Technically, this suggestion probably violates all kinds of emergency fund guidelines, but unless you’re going to keep a bare-bones emergency fund, I would consider tapping your emergency fund to seize investment opportunities.
Sell the stock
This one is self explanatory. If you get assigned the stock, just sell it at a loss. Just because you are assigned a stock doesn’t mean that you have to keep it. Maybe you don’t want it any more or maybe you can’t cover the full cost of assignment easily. There’s nothing wrong with that. Just sell the stock.

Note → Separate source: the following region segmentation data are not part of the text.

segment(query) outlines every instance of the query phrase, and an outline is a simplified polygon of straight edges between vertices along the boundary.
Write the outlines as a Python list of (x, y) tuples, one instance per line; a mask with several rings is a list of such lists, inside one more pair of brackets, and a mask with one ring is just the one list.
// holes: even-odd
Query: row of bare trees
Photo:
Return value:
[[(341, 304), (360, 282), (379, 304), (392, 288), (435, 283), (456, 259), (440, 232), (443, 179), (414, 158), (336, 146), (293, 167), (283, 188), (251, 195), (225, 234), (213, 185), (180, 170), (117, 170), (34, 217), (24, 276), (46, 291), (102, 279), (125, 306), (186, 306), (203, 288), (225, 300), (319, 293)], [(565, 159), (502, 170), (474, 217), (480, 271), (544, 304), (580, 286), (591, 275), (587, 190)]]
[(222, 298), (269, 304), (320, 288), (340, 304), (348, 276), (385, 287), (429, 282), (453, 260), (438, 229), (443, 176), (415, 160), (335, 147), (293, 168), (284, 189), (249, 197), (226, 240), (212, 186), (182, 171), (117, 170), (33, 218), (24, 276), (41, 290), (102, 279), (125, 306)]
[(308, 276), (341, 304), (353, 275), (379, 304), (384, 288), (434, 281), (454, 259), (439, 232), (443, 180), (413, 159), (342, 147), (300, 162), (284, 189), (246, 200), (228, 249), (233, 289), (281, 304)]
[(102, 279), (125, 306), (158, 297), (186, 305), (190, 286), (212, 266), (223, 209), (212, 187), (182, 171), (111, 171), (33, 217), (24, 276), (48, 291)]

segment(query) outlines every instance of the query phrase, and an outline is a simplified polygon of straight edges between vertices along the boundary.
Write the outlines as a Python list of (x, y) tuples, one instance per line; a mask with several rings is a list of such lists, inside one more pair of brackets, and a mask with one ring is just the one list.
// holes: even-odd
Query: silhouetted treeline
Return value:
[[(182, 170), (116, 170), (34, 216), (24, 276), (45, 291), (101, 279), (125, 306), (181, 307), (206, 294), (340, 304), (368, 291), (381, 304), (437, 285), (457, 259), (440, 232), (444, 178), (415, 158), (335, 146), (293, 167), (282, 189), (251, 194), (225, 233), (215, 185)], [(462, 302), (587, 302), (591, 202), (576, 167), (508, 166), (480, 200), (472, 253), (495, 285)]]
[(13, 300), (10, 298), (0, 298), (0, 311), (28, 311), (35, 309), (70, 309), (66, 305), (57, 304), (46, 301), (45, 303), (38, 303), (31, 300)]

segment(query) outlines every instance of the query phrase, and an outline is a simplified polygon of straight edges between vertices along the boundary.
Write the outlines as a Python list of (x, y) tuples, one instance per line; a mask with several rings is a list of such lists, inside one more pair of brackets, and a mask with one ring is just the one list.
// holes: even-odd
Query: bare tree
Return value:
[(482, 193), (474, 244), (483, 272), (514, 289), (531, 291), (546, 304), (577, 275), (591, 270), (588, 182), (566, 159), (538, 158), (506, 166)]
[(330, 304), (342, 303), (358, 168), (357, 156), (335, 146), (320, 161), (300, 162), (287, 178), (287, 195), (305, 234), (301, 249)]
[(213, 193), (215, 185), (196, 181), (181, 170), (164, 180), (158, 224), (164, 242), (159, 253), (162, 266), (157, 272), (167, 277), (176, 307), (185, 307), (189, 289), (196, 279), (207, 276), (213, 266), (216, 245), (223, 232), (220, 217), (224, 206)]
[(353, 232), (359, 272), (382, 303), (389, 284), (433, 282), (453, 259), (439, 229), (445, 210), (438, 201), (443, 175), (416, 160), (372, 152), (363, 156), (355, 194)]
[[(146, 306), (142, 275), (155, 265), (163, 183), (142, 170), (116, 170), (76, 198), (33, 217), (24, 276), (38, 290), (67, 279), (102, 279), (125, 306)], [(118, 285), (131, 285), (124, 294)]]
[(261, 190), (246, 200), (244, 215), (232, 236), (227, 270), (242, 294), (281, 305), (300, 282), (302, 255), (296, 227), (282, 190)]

Readers: Do you sell put options in a margin account? How do you manage risk?
Written by MFIJ
Filed under: Investing · Tags: margin, put options, puts
MFIJ, this is an excellent write up. I see your point having the money aside in emergency account in case you get assigned. And we briefly discussed this earlier when talking about margin, that at some point I liked cash secured puts because I had an insurance in locked cash. With margin I may not have enough cash in case of assignment, since the broker will in average hold around 30% of required marginable funds (it depends on the three equations) and with that I am not much comfortable. But, that said, I can build a fund out of my brokerage account as you do, or buy back the put to avoid assignment. I also do not think tapping into an emergency account to cover an investment is a sin. It would be a bad habit if you pay for vacation, for example, but paying for a great investment opportunity is fine with me. You can always use gains or dividends along with your contributions to help rebuild the fund.
I’ve done this once, and only held the position for several days. I just monitored my position often. Too much for, IMO, for the return.
I’ve made great returns on my put sales. The margin account just lets me not lock up the cash. So I can sell more puts than I actually have cash to fund. Which is fine so long as I monitor my leverage and the put performance. For example, I closed out an INTC put after a few months because the stock price was still hovering around the strike price and I wasn’t particularly interested in being assigned more INTC.
This is a great aritcle. I was still a little confused about options and margins until reading this and now I feel like it’s a lot clearer. I haven’t experimented with options before, but I feel like they may be a decent investment as long as I know exactly what I’m doing.
I’m glad you found it useful. I think that cash secured puts are a great place to start. Sell a put against a stock you’d love to own and you can’t really go wrong no matter whether the put expires in or out of the money.